During inflammatory bleeding in the skin, neutrophil extravasation and RBC loss colocalize,[167] and inhibiting neutrophil capturing, adhesion and crawling on the endothelial cell layer significantly reduced hemorrhage. Furthermore, neutrophil diapedesis opens endothelial junctions via dephosphorylation of VE-cadherin during skin inflammation. Interestingly, platelet GPVI on the one hand enhances neutrophil infiltration and ROS production, thereby causing more endothelial damage,[50] while on the other hand it enables platelets to adhere to binding sites exposed by neutrophils. GPVI therefore has a Janus face in this process: It contributes to the pro-inflammatory role of platelets while at the same time helps to repair the damage inflicted by neutrophils and thereby maintains vascular integrity.[168]

Conclusion

The roles of platelets besides those in thrombosis and hemostasis have long been neglected, but today we know that they also contribute to inflammation during sepsis, thrombo-inflammation, atherosclerosis and stroke. In most of these cases, platelets present themselves as a most versatile actor: They can form complexes with neutrophils and enhance their phagocytosis, ROS production and NET formation capacity, encase bacteria on the surface of KCs to assist with their destruction or confront pathogens on their own by acting like a wannabe-phagocyte.

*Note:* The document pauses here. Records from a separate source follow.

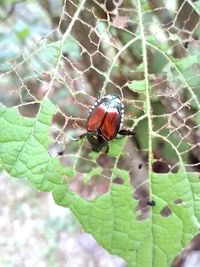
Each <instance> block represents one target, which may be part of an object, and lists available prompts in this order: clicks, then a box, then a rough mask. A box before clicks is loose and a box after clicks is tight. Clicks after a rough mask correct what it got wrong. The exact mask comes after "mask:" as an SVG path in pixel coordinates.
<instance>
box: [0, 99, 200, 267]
mask: <svg viewBox="0 0 200 267" xmlns="http://www.w3.org/2000/svg"><path fill="white" fill-rule="evenodd" d="M54 112H55V107H54V105H53V104H52V103H51V102H50V101H49V100H46V101H45V102H44V103H43V104H41V107H40V110H39V112H38V115H37V117H36V118H35V119H27V118H23V117H22V116H21V115H19V114H18V113H17V111H16V110H15V109H7V108H5V107H3V108H1V110H0V114H1V117H0V123H1V125H2V127H1V131H0V141H1V143H0V157H1V163H2V165H3V167H4V168H5V169H6V170H7V172H8V173H10V174H11V175H13V176H16V177H21V178H22V177H26V178H28V179H29V180H30V181H31V182H32V183H33V185H34V186H35V187H36V188H37V189H38V190H42V191H52V192H53V196H54V199H55V201H56V202H57V203H58V204H59V205H62V206H64V207H70V209H71V210H72V212H73V213H74V214H75V215H76V217H77V218H78V220H79V221H80V223H81V224H82V227H83V229H84V230H85V231H86V232H88V233H91V234H92V235H93V236H94V237H95V238H96V240H97V241H98V242H99V243H100V244H101V245H102V246H103V247H105V248H106V249H107V250H108V251H110V252H111V253H113V254H117V255H119V256H121V257H123V258H124V259H126V260H127V262H128V263H129V265H130V266H149V259H150V258H153V259H154V260H156V262H157V264H158V266H163V267H165V266H169V264H170V262H171V261H172V259H173V257H174V255H175V254H177V253H178V252H179V251H180V250H181V249H182V246H183V245H184V244H186V243H187V242H188V241H189V240H190V239H191V238H192V236H193V234H195V233H196V232H197V230H198V227H199V221H198V220H199V218H200V210H199V209H198V205H199V197H198V192H199V190H200V184H199V183H197V182H198V181H199V177H198V175H197V174H195V173H188V174H187V173H182V172H178V173H176V174H172V173H171V174H170V173H169V174H152V177H151V181H152V184H151V186H152V192H153V195H152V196H153V200H154V201H155V202H156V206H155V207H152V210H151V211H150V213H151V216H150V218H148V219H144V220H139V219H138V218H139V216H140V214H141V211H137V212H136V207H137V205H138V201H137V200H135V199H134V198H133V189H132V186H131V184H130V181H129V179H130V177H129V173H128V172H127V171H124V170H121V169H115V171H114V176H116V177H120V178H121V179H122V180H123V183H122V184H115V183H112V186H111V189H110V191H109V192H108V193H107V194H105V195H103V196H101V197H98V198H96V199H94V200H92V201H87V200H85V199H83V198H81V197H80V196H78V195H76V194H75V193H73V192H71V191H70V190H69V189H68V185H67V184H68V183H67V181H64V180H62V177H63V176H64V175H68V176H69V175H71V173H69V171H68V170H67V169H66V168H64V167H62V166H61V165H60V163H59V162H58V160H57V159H53V158H51V156H50V155H49V154H48V153H47V148H48V146H49V145H50V140H49V138H47V136H48V134H49V128H50V125H51V120H52V116H53V114H54ZM94 174H95V173H94ZM189 183H190V184H191V186H189ZM169 192H170V194H169ZM195 195H196V197H194V196H195ZM180 199H181V204H179V205H177V204H176V200H180ZM166 206H167V207H168V209H169V210H170V212H171V213H170V214H169V215H168V216H167V217H166V216H164V215H162V210H163V209H164V208H165V207H166ZM147 236H148V238H146V237H147ZM172 239H174V240H176V242H173V243H171V240H172ZM144 253H145V255H146V256H145V257H143V256H142V255H144Z"/></svg>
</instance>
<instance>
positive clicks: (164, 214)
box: [160, 206, 172, 217]
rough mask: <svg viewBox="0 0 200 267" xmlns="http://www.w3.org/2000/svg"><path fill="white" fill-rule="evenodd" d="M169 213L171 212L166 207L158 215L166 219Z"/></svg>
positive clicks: (170, 210) (161, 210) (171, 212)
mask: <svg viewBox="0 0 200 267" xmlns="http://www.w3.org/2000/svg"><path fill="white" fill-rule="evenodd" d="M171 213H172V212H171V210H170V208H169V207H168V206H165V207H164V208H163V209H162V210H161V212H160V215H161V216H162V217H168V216H169V215H170V214H171Z"/></svg>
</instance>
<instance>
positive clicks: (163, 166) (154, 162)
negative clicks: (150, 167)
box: [153, 161, 170, 173]
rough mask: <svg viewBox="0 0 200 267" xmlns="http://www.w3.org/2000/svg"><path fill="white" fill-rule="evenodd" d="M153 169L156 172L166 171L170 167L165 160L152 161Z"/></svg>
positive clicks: (166, 172)
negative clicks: (153, 161) (153, 162)
mask: <svg viewBox="0 0 200 267" xmlns="http://www.w3.org/2000/svg"><path fill="white" fill-rule="evenodd" d="M153 171H154V172H156V173H167V172H169V171H170V168H169V166H168V164H167V163H166V162H163V161H156V162H154V163H153Z"/></svg>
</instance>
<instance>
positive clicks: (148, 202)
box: [146, 200, 156, 207]
mask: <svg viewBox="0 0 200 267" xmlns="http://www.w3.org/2000/svg"><path fill="white" fill-rule="evenodd" d="M146 203H147V205H148V206H152V207H153V206H155V205H156V202H155V201H154V200H148V201H147V202H146Z"/></svg>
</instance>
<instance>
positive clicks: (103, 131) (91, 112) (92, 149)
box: [83, 95, 135, 152]
mask: <svg viewBox="0 0 200 267" xmlns="http://www.w3.org/2000/svg"><path fill="white" fill-rule="evenodd" d="M123 117H124V105H123V104H122V102H121V99H120V98H119V96H114V95H107V96H104V97H102V98H100V99H98V100H96V102H95V103H94V105H93V106H92V107H91V108H90V110H89V117H88V119H87V123H86V130H87V133H86V134H84V135H83V136H85V135H86V136H87V139H88V141H89V143H90V145H91V148H92V150H93V151H97V152H99V151H100V150H101V149H102V148H103V147H107V148H108V141H110V140H113V139H114V138H116V136H117V134H119V135H122V136H127V135H134V134H135V133H134V132H132V131H129V130H125V129H121V128H122V126H123Z"/></svg>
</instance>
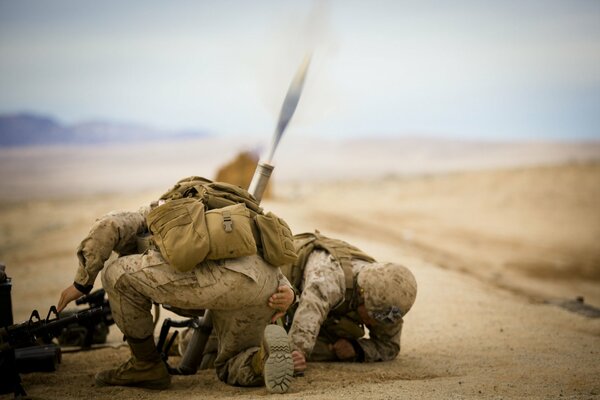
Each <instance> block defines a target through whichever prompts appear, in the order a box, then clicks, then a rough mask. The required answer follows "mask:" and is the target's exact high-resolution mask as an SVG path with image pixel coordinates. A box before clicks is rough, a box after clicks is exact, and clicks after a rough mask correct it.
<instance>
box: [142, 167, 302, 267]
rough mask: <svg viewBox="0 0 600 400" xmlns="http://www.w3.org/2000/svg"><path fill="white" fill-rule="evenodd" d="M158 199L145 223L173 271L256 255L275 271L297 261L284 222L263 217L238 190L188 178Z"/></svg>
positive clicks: (237, 187)
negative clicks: (235, 258)
mask: <svg viewBox="0 0 600 400" xmlns="http://www.w3.org/2000/svg"><path fill="white" fill-rule="evenodd" d="M160 199H161V200H163V201H164V204H161V205H159V206H158V207H156V208H154V209H153V210H152V211H151V212H150V213H149V214H148V216H147V218H146V221H147V224H148V228H149V230H150V231H151V232H152V234H153V240H154V243H156V245H157V246H158V248H159V249H160V252H161V254H162V255H163V257H164V258H165V260H167V261H168V262H169V263H170V264H171V265H172V266H173V267H174V268H176V269H177V270H179V271H189V270H191V269H193V268H194V267H195V266H196V265H197V264H198V263H200V262H202V261H204V260H220V259H225V258H236V257H242V256H248V255H252V254H257V253H259V254H261V255H262V256H263V258H264V259H265V260H266V261H267V262H269V263H270V264H272V265H276V266H278V265H282V264H286V263H290V262H294V261H295V260H296V258H297V255H296V253H295V250H294V244H293V236H292V232H291V230H290V228H289V226H288V225H287V224H286V223H285V221H283V220H282V219H281V218H279V217H277V216H276V215H274V214H273V213H270V212H269V213H267V214H264V212H263V209H262V208H261V207H260V206H259V205H258V202H257V201H256V199H255V198H254V197H253V196H252V195H251V194H250V193H248V192H247V191H246V190H244V189H242V188H240V187H238V186H235V185H231V184H228V183H224V182H212V181H210V180H208V179H205V178H201V177H197V176H192V177H189V178H185V179H182V180H180V181H179V182H177V184H176V185H175V186H174V187H173V188H171V189H170V190H169V191H168V192H166V193H165V194H163V195H162V196H161V198H160Z"/></svg>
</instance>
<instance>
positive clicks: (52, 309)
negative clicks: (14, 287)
mask: <svg viewBox="0 0 600 400" xmlns="http://www.w3.org/2000/svg"><path fill="white" fill-rule="evenodd" d="M10 289H11V281H10V278H6V277H5V281H4V282H0V292H1V296H0V303H1V306H2V307H0V308H1V309H2V313H3V315H4V316H7V317H5V318H3V319H2V326H0V376H2V379H1V380H0V394H2V393H10V392H13V393H14V394H15V397H19V396H25V395H26V394H25V391H24V390H23V387H22V386H21V383H20V382H21V378H20V376H19V373H26V372H34V371H46V372H51V371H55V370H56V368H57V366H58V364H59V363H60V361H61V349H60V347H59V346H58V345H56V344H54V343H52V339H53V338H60V337H61V336H64V335H65V333H66V332H70V331H71V332H74V331H76V329H75V328H78V329H77V332H79V339H80V340H79V344H80V345H81V346H82V347H84V348H85V347H86V346H87V347H89V346H90V345H91V344H92V342H93V336H94V331H95V330H97V327H98V326H101V325H102V326H104V327H105V328H106V329H107V330H108V325H111V324H112V323H114V321H113V320H112V314H111V311H110V307H109V306H108V303H107V301H106V300H105V299H104V290H98V291H96V292H93V293H91V294H89V295H87V296H84V297H82V298H80V299H79V300H78V301H77V304H89V305H90V307H89V308H88V309H84V310H82V311H78V312H71V313H68V314H65V313H60V314H59V313H58V312H57V310H56V307H55V306H52V307H50V310H49V311H48V314H47V316H46V318H44V319H42V318H41V317H40V314H39V312H38V311H37V310H34V311H33V312H32V313H31V316H30V317H29V319H28V320H27V321H25V322H22V323H20V324H13V320H12V304H11V297H10ZM5 312H6V314H5ZM105 339H106V337H105Z"/></svg>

First reports of platelets aggregating around bacteria are more than 100 years old; however, only recently we have started to understand the complex interplay between platelets and the cells of the innate immune response during inflammation and infection. Platelets interact with bacteria by direct interactions between platelet receptors and proteins on the bacterial surface. Upon activation platelets release a plethora of factors, for example microbicidal agents but also factors that modulate the innate immune response.

NET formation by neutrophils is a powerful tool to capture and destroy bacteria and it has become clear that platelets critically contribute to this process. A very new concept is that platelets assist in bacterial clearance in the liver through KCs and the complement system, and we will probably see a lot of exciting new findings in this field in the near future.

Another emerging role for platelets is in maintaining vascular integrity during inflammation through an organ-specific process that is independent of classical activation and involves platelet receptors as well as the content of α- and dense granules.